When it comes to discussing anything more taxing than “clients” or “creativity” the design industry turns into a lethargic blob. Many find the lack of debate about the ethical, social, environmental or political issues facing designers frustrating. They aren’t necessarily donkey-jacketed political activists; most are simply intelligent individuals who want to understand the effects of what they do, and could do, more clearly. I believe some even vote Conservative.
I sense that in some consultancies, thinking about such issues is considered disruptive and unhelpful. Maybe it’s because the directors are not interested in, or are incapable of, discussing such things.
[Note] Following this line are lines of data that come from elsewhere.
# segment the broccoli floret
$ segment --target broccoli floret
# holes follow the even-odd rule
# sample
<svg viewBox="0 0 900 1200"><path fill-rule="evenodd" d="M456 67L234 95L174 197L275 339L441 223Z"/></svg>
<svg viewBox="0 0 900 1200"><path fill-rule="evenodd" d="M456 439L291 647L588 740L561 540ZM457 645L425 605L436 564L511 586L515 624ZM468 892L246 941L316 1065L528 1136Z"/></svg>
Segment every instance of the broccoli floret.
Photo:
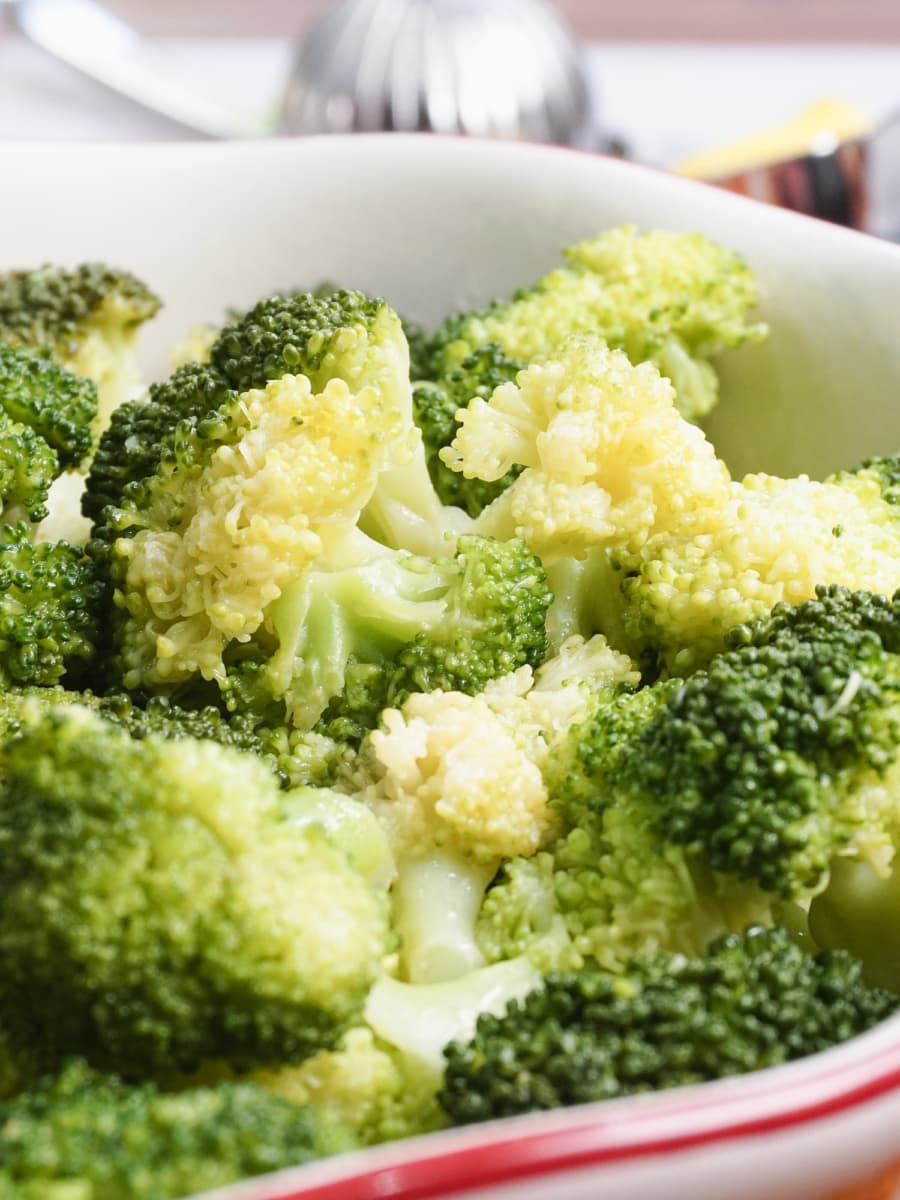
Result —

So, where can younger designers turn for help in exploring the many issues surrounding their work? The weighty design journals that lie in reception? Unfortunately, what’s written in these publications often serves to alienate rather than stimulate. I’m not arguing for dumbed-down discussion, but there is a need for more inclusive and practical critiques.
An example of this is Design beyond commodification, a recent article by Andrew Howard in Eye magazine. Howard notes that designers have the opportunity to “smuggle” their own personal concerns into their work, but believes that the real objective should be the open “politicisation of design”. “We are surrounded by images that are crafted by designers,” he says. These images “impel us to participate in the creation of lifestyles that demand the acquisition of goods as a measure of progress and status”. According to Howard, this “dominant culture” of commodification suppresses any views to the contrary and leaves no room for designers to express their own views or way of life.
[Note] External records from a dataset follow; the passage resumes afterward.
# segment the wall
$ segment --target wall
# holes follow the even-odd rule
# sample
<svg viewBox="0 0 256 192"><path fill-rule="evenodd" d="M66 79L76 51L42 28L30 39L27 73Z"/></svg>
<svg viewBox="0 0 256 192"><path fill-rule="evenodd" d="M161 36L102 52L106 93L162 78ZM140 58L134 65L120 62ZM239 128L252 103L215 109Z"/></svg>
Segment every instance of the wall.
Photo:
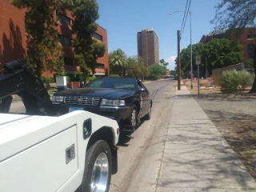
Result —
<svg viewBox="0 0 256 192"><path fill-rule="evenodd" d="M0 70L14 58L26 56L24 10L15 8L10 0L0 6Z"/></svg>
<svg viewBox="0 0 256 192"><path fill-rule="evenodd" d="M25 11L21 9L15 8L10 3L10 0L1 0L0 6L0 70L4 63L13 60L14 58L24 58L26 57L26 30L24 22ZM70 20L69 25L62 24L58 21L59 26L56 27L59 34L66 38L74 39L75 34L72 34L72 20L74 19L72 13L66 11L66 17ZM54 18L57 20L56 14ZM103 38L103 43L107 48L107 31L101 26L98 26L96 33ZM69 45L62 44L64 57L72 58L74 58L74 48ZM96 72L109 74L108 62L108 50L102 58L98 59L98 62L104 64L104 70L96 69ZM65 69L70 74L74 74L79 71L79 67L73 66L65 66ZM42 74L45 77L53 77L54 74L46 71Z"/></svg>

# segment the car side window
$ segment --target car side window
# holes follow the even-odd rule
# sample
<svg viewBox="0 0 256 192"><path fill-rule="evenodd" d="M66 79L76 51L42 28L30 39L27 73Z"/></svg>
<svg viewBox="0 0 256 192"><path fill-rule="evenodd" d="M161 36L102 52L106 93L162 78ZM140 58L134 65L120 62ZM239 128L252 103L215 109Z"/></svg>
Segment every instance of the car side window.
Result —
<svg viewBox="0 0 256 192"><path fill-rule="evenodd" d="M138 89L145 89L146 90L146 87L139 81L138 81Z"/></svg>
<svg viewBox="0 0 256 192"><path fill-rule="evenodd" d="M143 88L142 83L140 83L140 82L138 82L138 88L140 90L142 88Z"/></svg>

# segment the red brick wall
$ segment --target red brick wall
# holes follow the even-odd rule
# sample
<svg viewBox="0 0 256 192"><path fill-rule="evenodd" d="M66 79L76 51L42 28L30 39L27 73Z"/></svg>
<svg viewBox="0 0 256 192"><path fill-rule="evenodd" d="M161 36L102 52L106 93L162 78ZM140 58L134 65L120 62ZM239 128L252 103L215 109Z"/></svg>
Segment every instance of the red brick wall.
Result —
<svg viewBox="0 0 256 192"><path fill-rule="evenodd" d="M26 55L24 10L15 8L10 0L0 6L0 70L14 58Z"/></svg>
<svg viewBox="0 0 256 192"><path fill-rule="evenodd" d="M1 0L0 6L0 70L2 65L14 58L24 58L26 56L26 31L24 22L24 10L18 10L10 3L10 0ZM66 10L66 16L74 19L71 12ZM56 14L54 14L56 19ZM70 38L75 38L75 34L72 34L70 20L70 25L62 25L57 27L60 34ZM96 33L103 38L103 43L107 48L107 32L102 27L98 26ZM62 45L64 57L74 58L74 49L70 46ZM105 72L109 73L108 50L103 58L98 58L98 62L104 64ZM65 66L67 70L79 70L79 67ZM102 69L96 69L96 72L102 72ZM54 74L49 71L43 73L43 76L53 77Z"/></svg>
This is exactly the ground many young designers wish to explore, with all sorts of questions to consider. How many designers really appreciate the full social impact of their commercial work? How many truly know how their clients make money (treat their employees, affect the environment, and so on)?
From another angle; if a client is paying, should it not be their organisation’s political view that influences the work, rather than the designer’s? Is the undeclared “smuggling in” of personal comment by a designer professional malpractice? What “smuggling” is unacceptable (racist? sexist?) and who is the arbiter of this? And how might an openly “politicised” designer work in partnership with a client?
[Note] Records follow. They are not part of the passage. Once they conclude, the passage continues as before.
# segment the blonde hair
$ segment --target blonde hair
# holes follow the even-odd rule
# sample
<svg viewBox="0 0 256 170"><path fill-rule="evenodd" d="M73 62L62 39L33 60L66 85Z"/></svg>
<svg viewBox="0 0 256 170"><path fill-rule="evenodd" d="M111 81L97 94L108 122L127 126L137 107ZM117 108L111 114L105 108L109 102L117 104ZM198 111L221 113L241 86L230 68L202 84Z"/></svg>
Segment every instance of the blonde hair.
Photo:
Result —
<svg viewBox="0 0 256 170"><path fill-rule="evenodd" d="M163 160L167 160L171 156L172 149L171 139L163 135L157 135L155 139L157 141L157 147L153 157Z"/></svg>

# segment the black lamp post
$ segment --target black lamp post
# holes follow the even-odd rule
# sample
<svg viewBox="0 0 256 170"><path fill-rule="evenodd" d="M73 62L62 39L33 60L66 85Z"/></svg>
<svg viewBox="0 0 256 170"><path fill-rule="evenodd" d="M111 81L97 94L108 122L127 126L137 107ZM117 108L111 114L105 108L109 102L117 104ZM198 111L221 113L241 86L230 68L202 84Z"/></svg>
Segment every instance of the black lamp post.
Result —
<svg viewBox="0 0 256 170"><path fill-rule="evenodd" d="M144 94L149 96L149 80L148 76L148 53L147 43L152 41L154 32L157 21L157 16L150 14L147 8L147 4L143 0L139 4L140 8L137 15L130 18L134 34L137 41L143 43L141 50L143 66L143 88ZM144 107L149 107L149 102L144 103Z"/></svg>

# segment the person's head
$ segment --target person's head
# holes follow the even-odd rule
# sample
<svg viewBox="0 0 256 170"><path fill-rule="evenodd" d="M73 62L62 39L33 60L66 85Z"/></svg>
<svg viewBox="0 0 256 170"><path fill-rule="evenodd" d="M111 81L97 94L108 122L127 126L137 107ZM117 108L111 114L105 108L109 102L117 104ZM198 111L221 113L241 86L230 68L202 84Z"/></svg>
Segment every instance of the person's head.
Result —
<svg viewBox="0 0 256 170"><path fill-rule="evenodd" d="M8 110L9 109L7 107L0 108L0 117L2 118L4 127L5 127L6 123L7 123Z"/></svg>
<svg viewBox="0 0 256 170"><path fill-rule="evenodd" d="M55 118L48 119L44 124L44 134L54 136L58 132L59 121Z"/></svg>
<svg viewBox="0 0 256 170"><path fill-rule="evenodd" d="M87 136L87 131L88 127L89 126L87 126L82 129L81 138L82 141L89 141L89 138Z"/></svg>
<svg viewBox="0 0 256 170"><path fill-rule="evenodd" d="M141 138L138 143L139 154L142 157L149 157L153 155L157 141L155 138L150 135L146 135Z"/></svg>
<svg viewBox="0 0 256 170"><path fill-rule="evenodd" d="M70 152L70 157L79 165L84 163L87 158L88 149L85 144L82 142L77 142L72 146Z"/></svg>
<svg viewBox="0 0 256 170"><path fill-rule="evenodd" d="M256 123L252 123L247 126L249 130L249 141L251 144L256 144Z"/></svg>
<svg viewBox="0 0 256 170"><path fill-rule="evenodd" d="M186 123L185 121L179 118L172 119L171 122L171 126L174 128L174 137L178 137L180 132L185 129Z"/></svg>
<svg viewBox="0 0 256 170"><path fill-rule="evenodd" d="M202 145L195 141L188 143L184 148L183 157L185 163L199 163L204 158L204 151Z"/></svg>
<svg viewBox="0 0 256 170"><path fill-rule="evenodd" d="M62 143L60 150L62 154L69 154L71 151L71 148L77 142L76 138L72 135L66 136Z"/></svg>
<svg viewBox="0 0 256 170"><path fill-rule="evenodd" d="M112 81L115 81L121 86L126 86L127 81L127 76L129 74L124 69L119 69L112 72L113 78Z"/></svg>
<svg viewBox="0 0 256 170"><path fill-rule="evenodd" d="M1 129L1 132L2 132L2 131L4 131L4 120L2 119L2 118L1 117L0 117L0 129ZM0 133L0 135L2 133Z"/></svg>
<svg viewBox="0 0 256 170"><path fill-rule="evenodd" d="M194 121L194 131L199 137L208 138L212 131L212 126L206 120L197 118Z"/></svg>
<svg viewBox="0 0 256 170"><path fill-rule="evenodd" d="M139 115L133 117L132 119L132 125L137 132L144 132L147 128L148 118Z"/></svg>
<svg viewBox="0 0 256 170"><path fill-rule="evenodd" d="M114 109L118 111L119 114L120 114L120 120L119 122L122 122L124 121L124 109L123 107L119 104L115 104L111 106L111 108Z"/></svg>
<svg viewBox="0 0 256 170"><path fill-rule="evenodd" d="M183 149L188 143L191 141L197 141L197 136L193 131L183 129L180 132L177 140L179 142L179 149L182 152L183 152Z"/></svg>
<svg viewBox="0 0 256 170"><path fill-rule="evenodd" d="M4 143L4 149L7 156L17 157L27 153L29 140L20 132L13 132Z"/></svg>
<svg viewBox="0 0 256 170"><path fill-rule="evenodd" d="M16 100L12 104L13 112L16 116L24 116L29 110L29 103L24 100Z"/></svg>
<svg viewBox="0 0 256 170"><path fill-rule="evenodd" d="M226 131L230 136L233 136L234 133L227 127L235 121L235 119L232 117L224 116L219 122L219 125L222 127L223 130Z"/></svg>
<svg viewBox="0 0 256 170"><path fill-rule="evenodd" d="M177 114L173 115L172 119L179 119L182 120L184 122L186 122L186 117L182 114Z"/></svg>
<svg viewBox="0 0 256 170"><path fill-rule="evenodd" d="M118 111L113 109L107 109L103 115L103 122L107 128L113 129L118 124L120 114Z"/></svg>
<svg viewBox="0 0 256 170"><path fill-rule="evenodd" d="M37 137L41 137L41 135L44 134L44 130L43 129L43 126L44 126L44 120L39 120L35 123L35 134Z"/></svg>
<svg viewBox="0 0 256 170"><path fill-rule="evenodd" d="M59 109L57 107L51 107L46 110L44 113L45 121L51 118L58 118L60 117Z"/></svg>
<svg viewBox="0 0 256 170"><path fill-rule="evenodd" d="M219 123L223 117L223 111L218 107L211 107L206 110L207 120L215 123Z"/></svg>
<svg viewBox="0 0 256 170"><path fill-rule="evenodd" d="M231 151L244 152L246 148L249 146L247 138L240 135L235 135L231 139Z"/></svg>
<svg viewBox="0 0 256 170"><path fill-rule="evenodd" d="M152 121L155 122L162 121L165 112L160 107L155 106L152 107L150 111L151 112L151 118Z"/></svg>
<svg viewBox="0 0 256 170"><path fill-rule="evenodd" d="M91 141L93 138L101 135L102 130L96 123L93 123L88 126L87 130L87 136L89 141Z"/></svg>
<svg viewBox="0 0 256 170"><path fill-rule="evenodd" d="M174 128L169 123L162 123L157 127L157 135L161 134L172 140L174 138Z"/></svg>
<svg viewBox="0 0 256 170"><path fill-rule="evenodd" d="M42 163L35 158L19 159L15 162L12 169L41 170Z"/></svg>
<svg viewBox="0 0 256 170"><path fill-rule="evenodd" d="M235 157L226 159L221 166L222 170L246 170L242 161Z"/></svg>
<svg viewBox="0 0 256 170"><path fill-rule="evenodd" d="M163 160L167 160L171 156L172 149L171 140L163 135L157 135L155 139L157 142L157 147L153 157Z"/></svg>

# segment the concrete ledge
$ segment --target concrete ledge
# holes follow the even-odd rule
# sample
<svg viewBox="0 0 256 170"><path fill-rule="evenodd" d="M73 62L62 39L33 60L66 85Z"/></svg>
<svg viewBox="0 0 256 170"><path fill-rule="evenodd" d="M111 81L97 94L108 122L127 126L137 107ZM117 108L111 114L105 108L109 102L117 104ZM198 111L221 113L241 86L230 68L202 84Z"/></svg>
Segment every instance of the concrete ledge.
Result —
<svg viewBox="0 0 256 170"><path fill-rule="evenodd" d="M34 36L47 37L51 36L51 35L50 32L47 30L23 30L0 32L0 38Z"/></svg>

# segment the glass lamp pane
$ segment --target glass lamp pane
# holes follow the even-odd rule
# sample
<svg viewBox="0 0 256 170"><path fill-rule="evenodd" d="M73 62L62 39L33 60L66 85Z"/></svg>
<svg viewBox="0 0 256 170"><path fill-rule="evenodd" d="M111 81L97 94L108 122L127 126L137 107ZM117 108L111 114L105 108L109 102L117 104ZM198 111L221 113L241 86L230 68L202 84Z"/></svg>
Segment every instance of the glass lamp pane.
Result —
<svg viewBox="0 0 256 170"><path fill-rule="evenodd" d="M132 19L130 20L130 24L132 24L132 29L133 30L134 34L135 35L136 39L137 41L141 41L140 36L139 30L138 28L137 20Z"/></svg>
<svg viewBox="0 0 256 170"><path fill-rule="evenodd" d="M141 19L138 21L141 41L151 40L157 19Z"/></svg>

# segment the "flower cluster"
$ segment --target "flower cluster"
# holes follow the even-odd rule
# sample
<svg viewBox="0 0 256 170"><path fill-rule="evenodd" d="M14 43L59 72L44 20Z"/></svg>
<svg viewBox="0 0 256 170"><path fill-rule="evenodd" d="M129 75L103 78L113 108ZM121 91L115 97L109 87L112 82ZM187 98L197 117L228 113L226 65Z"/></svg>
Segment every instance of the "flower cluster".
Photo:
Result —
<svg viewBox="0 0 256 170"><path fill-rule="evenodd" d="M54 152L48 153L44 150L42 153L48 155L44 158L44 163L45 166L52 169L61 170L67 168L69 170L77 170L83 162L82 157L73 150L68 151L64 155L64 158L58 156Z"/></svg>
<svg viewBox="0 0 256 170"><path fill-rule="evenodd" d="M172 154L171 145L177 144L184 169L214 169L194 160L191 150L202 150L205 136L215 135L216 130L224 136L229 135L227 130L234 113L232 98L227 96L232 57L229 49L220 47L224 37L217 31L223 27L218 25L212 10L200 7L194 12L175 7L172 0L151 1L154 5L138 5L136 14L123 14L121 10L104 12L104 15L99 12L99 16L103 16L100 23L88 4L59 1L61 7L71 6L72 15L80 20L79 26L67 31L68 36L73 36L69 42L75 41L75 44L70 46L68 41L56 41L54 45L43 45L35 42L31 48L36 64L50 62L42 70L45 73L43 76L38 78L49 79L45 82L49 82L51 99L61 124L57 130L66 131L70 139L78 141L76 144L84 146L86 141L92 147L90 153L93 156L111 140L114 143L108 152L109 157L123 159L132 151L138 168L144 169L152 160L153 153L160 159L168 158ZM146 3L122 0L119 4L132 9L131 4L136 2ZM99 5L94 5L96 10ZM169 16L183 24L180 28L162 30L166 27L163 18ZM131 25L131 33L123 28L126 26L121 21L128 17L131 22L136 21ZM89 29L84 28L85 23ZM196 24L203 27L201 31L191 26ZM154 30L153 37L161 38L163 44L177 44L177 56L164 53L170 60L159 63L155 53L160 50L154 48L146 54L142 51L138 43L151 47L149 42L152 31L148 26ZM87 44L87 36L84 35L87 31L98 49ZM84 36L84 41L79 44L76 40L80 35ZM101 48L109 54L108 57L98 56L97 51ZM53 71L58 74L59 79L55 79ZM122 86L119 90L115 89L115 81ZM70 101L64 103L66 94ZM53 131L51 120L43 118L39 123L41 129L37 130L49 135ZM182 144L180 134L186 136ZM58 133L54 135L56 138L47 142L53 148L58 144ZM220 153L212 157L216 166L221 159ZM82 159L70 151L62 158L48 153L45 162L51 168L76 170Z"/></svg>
Other questions emerge: designers are playing a valuable role within most of the world’s most powerful businesses and organisations – is there an effective and acceptable way for a designer to create positive change within a client? The UN’s recent Global Compact (www.unglobalcompact.org) is an important development in the discussion and understanding of business ethics – is this a cue for motivated designers to press clients for positive change? How have designers who feel suppressed by a dominant culture responded in the past?
But Howard does not engage in such questions, he simply assembles quotes from other design writers, dismisses negative response to the First Things First manifesto (available at www.adbusters.org), then waddles to a confused end by declaring a vague wish for more open, accessible communication channels. Young readers in search of a spark get timid, outdated, Marxist self-obsession, offering no suggestions for how we might engage with these issues. Where does that get us?
Fine pieces can be found in these design journals, but those looking for inspiration or provocation might find livelier, more grounded and inclusive writers if they look beyond the boundaries of “design”. For example, those people wanting to know more about existing or potential clients will find a guide at www.corporatewatch.org. Fresh perspectives on corporate identity and branding can be found at leftist magazine www.redpepper.org.uk. And www.head-space.org (blending design into super-juice) is an energetic forum for expression set up by a designer and a writer.
As I have written here before, Naomi Klein’s book No Logo demands your attention, too. It brings the ugly side of brands out into the light and contains positive suggestions for change. The book has been number one in the Sunday Times business books best-seller list for weeks, so perhaps some of those complacent creative directors have bought copies. It will be of little interest to quasi-Marxist design critics though; it is far too grounded in the real world.